Dirección: Jean-Pierre Melville

Guión: Jose Giovanni, Jean-Pierre Melville (Novela: Jose Giovanni)

Reparto: Lino Ventura, Paul Meurisse, Raymond Pellegrin, Christine Fabréga, Marcel Bozzuffi

Fotografía: Marcel Combes

Duración: 144 Min.

En el argot cinematográfico, se entiende por ‘polar’ el cine policíaco de denominación de origen francesa, fuertemente influido por el ‘noir’ americano –por su parte, curiosamente, término de creación gala- aunque asentado sobre la idiosincrasia y la realidad social del país europeo. Por lo general, se suele acudir al nombre de Jean-Pierre Melville para ejemplificar este subgénero. Pero si hemos de ser precisos, el cine negro de Melville –un total de ocho cintas dentro de una filmografía compuesta por trece películas-, es un universo en sí mismo, dueño de sus propias leyes y códigos y con tendencia a un nivel tal de abstracción y personalidad que, prácticamente, trasciende cualquier particularidad geográfica.

Hasta el último aliento es una de las cumbres absolutas de la obra de Melville, considerada de hecho por el autor como su primera aportación verdadera al cine negro. En Hasta el último aliento, la crudeza y el hastío del texto José Giovanni, otro de los referentes capitales del ‘polar’, entra en colisión y se funde con la estilización y el laconismo del cineasta parisino.

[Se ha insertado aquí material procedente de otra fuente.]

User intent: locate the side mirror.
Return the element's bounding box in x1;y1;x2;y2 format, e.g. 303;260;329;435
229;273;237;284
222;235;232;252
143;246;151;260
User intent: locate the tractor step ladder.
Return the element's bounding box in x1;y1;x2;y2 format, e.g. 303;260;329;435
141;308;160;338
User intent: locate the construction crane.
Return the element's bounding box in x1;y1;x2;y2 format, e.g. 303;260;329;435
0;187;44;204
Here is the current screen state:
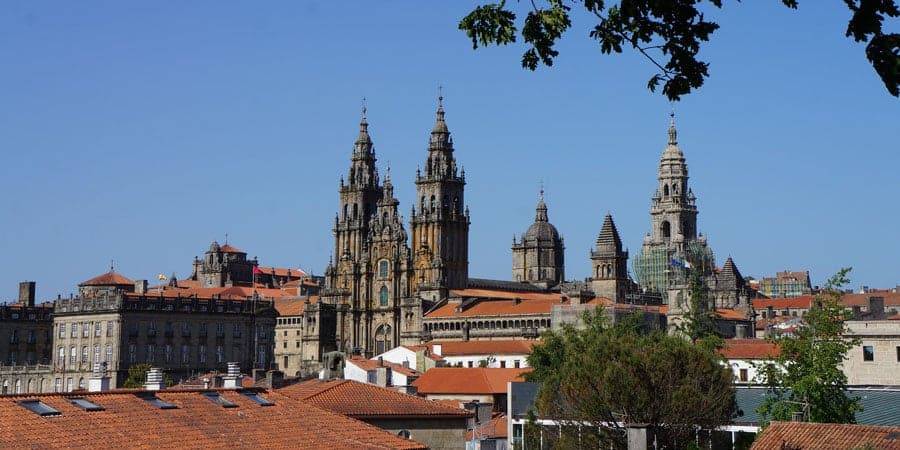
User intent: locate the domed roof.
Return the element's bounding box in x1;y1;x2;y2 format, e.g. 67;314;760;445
522;189;560;243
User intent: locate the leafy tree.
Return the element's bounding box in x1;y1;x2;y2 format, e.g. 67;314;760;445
759;268;862;423
122;363;174;388
676;268;725;348
525;308;735;448
459;0;900;101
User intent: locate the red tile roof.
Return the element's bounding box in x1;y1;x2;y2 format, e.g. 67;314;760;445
425;289;570;319
277;380;472;419
716;309;750;320
751;422;900;450
79;272;134;286
0;389;425;450
719;339;781;359
275;295;319;316
257;266;308;278
219;244;247;253
427;340;540;356
413;367;531;395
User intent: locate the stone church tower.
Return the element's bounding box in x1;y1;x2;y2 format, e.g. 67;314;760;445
322;108;411;355
634;113;715;301
591;214;631;303
512;189;565;287
410;97;469;300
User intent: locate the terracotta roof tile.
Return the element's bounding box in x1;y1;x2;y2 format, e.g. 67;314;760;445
425;289;570;318
751;422;900;450
719;339;781;359
277;380;471;419
79;272;134;286
413;367;531;395
427;340;540;356
0;390;425;450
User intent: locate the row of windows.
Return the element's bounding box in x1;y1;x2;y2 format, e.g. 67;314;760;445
128;344;241;364
56;344;112;367
57;320;115;339
9;329;50;344
425;319;550;331
863;345;900;362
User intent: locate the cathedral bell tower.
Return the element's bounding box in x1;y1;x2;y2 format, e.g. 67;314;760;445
410;97;469;297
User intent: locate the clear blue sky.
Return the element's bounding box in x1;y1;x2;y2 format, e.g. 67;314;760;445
0;0;900;300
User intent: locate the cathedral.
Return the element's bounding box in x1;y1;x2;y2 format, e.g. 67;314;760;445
302;97;746;357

Desde su título y su prólogo, Hasta el último aliento establece las constantes vitales y tonales del relato: el único derecho del hombre es el de escoger su propia muerte. Un desabrido pesimismo existencial expresado sin ambages ni florituras por medio de una prosa llana y certera, rezumante de embriagadores destellos de lirismo melancólico y elegíaco. Estamos ante una historia, por tanto, armada sobre el característico e irreparable fatalismo del género y que, en consecuencia, obliga a desviar la mirada no hacia ese desenlace cierto e inapelable, conocido de antemano por protagonistas y público, si no al hecho de cómo se aborda el camino hasta él. “Si la elección de la muerte está dominada por la repugnancia por la vida, entonces la existencia habrá sido ridícula”.

El cine de Melville, decíamos, ejecuta acciones y sentimientos desde una innegociable parquedad. A causa de este fatalismo estoico, condicionado por la naturaleza del personaje, tanto los procedimientos del delincuente como, quizás en menor medida, los del policía quedan de esta manera reducidos a puro ritual, hasta confines casi conceptuales. De ahí que al comisario Blot, un agente de la ley astuto e implacable, no le haga falta recoger testimonio alguno de la escena de un tiroteo porque sabe exactamente qué ha ocurrido y qué no van a confesar los testigos e implicados. O que ‘Gu’ Minda, ex enemigo público número uno fugado de la cárcel, desoiga los consejos del sentido común más elemental para atender las exigencias de su código criminal, que en este caso pasan por perpetrar un último golpe y satisfacer una venganza antes de atravesar de una vez por todas la frontera. Y es que el inescrutable retorno a la vida de ‘Gu’ Minda, quien diez años atrás simplemente pedía que le dejaran morir en paz, no es más que un retorno temporal, ilusorio si se quiere, puesto que en todo momento se encuentra encadenado a su destino escrito.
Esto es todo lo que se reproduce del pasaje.